'If it is conclusive, I don't see why you should go to Sydney at all. If your proof is so perfect, why should that fellow be kept in prison while you are running about the world?'
This idea had also occurred to Bagwax, and he had thought whether it would be possible for him to be magnanimous enough to perfect his proof in England, so as to get a pardon from the Secretary of State at once, to his own manifest injury. 'What would satisfy you and me,' said Bagwax, 'wouldn't satisfy the ignorant.' To the conductor of an omnibus on the Surrey side of the river, the man who does not know what 'The Castle' means is ignorant. The outsider who is in a mist as to the 'former question,' or 'the order of the day,' is ignorant to the member of Parliament. To have no definite date conveyed by the term 'Rogation Sunday' is to the clerical mind gross ignorance. The horsey man thinks you have been in bed all your life if the 'near side' is not as descriptive to you as 'the left hand.' To Bagwax and Curlydown, not to distinguish postmarks was to be ignorant. 'I fear it wouldn't satisfy the ignorant,' said Bagwax, thinking of his projected journey to Sydney.
'Proof is proof,' said Curlydown. 'I don't think you'll ever get him out. The time has gone by. But you may do just as much here as there.'
'I'm sure we shall get him out. I'll never rest in my bed till we have got him out.'
'Mr. Justice Bramber won't mind whether you rest in your bed or not,—nor yet the Secretary of State.'
'Sir John Joram—' began Bagwax. In these discussions Sir John Joram was always his main staff.
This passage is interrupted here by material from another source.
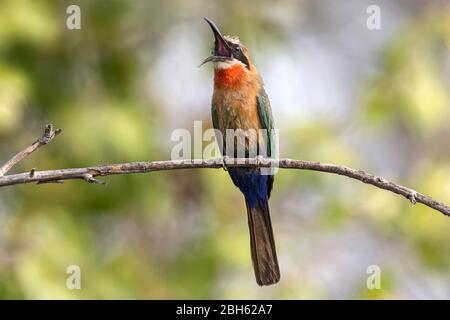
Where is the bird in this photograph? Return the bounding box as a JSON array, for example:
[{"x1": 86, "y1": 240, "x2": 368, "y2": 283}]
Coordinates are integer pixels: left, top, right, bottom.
[{"x1": 201, "y1": 17, "x2": 280, "y2": 286}]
'Sir John Joram has got other fish to fry before this time. It's a marvel to me, Bagwax, that they should give way to all this nonsense. If anything could be done, it could be done in half the time,—and if anything could be done, it could be done here. By the time you're back from Sydney, Caldigate's time will be half out. Why don't you let Sir John see your proof? You don't want to lose your trip, I suppose.'
Caldigate was languishing in prison, and that poor, nameless lady was separated from her husband, and he had the proof lying there on the table before him,—sufficient proof, as he did in his heart believe! But how often does it fall to the lot of a post-office clerk to be taken round the world free of expense? The way Curlydown put it was ill-natured and full of envy. Bagwax was well aware that Curlydown was instigated solely by envy. But still, these were his own convictions,—and Bagwax was in truth a soft-hearted, conscientious man.
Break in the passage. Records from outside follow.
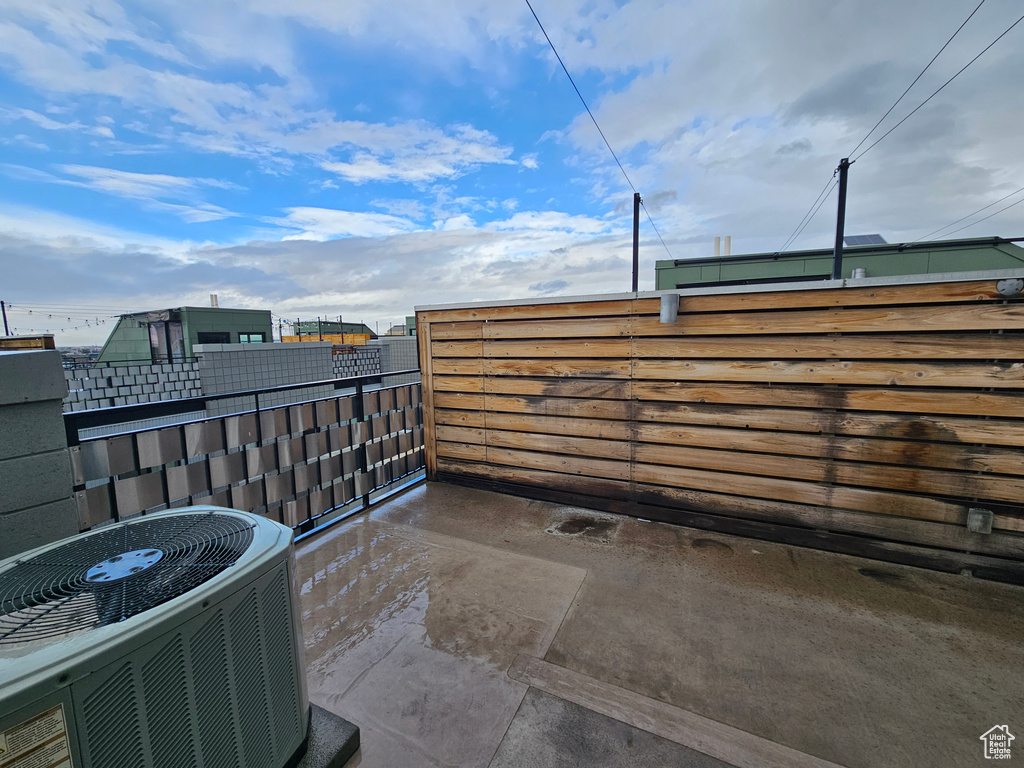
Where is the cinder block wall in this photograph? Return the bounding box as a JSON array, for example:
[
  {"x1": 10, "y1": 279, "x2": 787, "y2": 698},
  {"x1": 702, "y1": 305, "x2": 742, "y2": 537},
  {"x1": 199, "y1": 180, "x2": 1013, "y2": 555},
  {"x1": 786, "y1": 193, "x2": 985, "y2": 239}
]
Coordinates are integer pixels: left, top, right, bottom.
[{"x1": 0, "y1": 350, "x2": 79, "y2": 559}]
'I do think it ought to be enough for any Secretary of State,' said he, 'and I'll go to Sir John Joram to-morrow. Of course, I should like to see the world;—who wouldn't? But I'd rather be the means of restoring that fellow to his poor wife, than be sent to all the four quarters of the globe with a guinea a-day for personal expenses.' In this way he nobly made up his mind to go at once to Sir John Joram.